Virtual / Scientific / Debian Maintenance

Late this evening (probably around 11pm), I will be taking virtual.eskimo.com, which hosts scientific.eskimo.com and debian.eskimo.com shell servers, down for maintenance.

I need to do this to troubleshoot CPU overheating issues on this machine.  It is nearly identical to Iglulik in terms of hardware, but the CPU on Iglulik is barely above room temperature where the CPU on this box is barely below the boiling point of water.  They are both i7-2600 CPUs.

I will suspend the guests before shutting down so that anything running on shutdown will be running again on start-up.

Shellx Restored To Service

Shellx is now restored to service and available for use.  The IP address has changed, you may need to flush your DNS cache.

If you use ssh (or anything that tunnels through ssh such as nx or vnc) to connect, you may also need to remove the line from .ssh/known_hosts as the IP is different.

Shellx Temporarily Out Of Service

It turns out that shellx was the target of the attack that affected the Bellevue Co-Location facility at Isomedia.  They have black-holed the IP address of shellx to protect the rest of their customers and as a result it was necessary to change the IP to bring shellx back into service.

In the process of doing so, I discovered some missing software and configuration issues that are potentially security affecting and so am working to correct those.  After that is done I will need to take the machine down for 25 minutes or so to image it.

Denial of Service Attack

The co-location facility where we have our equipment is currently undergoing a denial of service attack.  They are working to isolate the source and mitigate the attack.  In the meantime it is severely impacting the routing to our equipment.

Thanks for the Advice

I want to thank all of you who have clicked on the “Advise Us” link and taken the time to fill out our survey.

The major thing that I’ve come away with is that our website needs to be upgraded in at least four major ways.

1) It needs to be responsive so that it is viewable and operational on smart phones and tablets.  This was not only stated, especially where e-mail is concerned, but also implied by the fact that so few of our customers are connecting via a smart phones even though in 2012, they made up over 25% of primary browsers and probably even more today.  Those are essentially lost customers.

2)  It needs a modern interface.  People are asking for features and information that is already present which is a strong indicator that said features and information are too difficult to find.  People also indicated a desire for better aesthetics.

3) There is a need for information that currently is not available on our website.

4) There is a desire for web applications to do certain things easily such as leaving a vacation message, configuring domain hosting and other services online, etc.

A lot of the complaints centered around problems that have been resolved for the last year or year and a half.  We haven’t had a single crash since we upgraded the infrastructure and there have only a few short unintended outages, the result of upgrades gone bad.  Not much I can do about the past.

A lot of people would like us to provide our own high speed access.  Unfortunately, the level of capitalization that requires works on a scale of millions of customers but not on a scale of hundreds or even thousands so we are forced to work with telephone companies and wholesale providers.

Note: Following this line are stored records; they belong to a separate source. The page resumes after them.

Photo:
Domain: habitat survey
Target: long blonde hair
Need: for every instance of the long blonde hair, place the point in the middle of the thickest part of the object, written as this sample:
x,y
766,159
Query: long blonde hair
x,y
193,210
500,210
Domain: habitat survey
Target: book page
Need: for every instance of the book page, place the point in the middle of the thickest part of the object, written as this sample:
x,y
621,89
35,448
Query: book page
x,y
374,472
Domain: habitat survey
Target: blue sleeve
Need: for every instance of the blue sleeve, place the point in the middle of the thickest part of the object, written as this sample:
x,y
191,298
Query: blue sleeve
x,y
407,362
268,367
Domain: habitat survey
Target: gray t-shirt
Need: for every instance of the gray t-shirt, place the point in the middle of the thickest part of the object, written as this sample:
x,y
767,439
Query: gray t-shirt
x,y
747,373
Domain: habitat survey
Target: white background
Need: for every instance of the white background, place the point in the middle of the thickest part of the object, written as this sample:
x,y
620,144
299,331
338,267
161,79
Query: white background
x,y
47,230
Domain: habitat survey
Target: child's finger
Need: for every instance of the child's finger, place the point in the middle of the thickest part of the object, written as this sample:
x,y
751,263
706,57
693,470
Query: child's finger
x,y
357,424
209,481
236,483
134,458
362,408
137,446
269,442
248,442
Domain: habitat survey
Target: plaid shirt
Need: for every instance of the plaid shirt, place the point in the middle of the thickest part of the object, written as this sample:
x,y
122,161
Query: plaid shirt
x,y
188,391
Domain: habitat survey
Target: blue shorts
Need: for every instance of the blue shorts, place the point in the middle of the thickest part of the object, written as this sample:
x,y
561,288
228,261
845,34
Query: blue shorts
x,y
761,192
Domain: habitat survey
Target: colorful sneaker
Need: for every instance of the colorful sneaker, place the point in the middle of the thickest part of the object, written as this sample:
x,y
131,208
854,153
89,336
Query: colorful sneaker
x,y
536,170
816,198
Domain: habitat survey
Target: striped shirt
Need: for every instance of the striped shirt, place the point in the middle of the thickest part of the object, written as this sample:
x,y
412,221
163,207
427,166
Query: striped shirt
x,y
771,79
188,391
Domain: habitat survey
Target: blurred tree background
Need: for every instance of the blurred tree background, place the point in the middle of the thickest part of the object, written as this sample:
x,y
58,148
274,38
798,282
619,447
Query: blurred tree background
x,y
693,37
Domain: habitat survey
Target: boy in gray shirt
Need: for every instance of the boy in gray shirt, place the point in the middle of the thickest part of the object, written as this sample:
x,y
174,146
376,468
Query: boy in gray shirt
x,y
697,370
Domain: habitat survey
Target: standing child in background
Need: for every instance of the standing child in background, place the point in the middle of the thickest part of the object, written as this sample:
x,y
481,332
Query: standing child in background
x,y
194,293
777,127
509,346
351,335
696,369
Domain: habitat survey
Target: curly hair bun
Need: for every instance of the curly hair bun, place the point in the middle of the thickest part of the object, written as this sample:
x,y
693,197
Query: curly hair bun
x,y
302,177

Virtually all respondents said we needed better documentation.

 

Scientific Key

Somehow the key for scientific.eskimo.com got hurt.  In order to connect with NX it will be necessary to re-download the key and re-import it into NX-client 3.5 or NX-player 4.0.x.

You can get the key here: scientific.key

Customer Affecting Maintenance Completed

That portion of this mornings maintenance activity that required machines to be out of service has been completed.  There is some additional work that will be done later today but it involves machines that are duplicated so will not impact service.

This Mornings Maintenance Taking Longer

This mornings maintenance is taking longer than expected.  Two virtual machines suspended instead of shutting down for reasons unknown and as a result the images were unusable.  I had to take shellx down for second time to re-image it and haven’t even started on the web server yet.  When shellx comes back up, it will be done for the night, then the web server will go down for about twenty minutes.  After that, all the customer affecting work will be done save for some compression jobs which may slow things somewhat.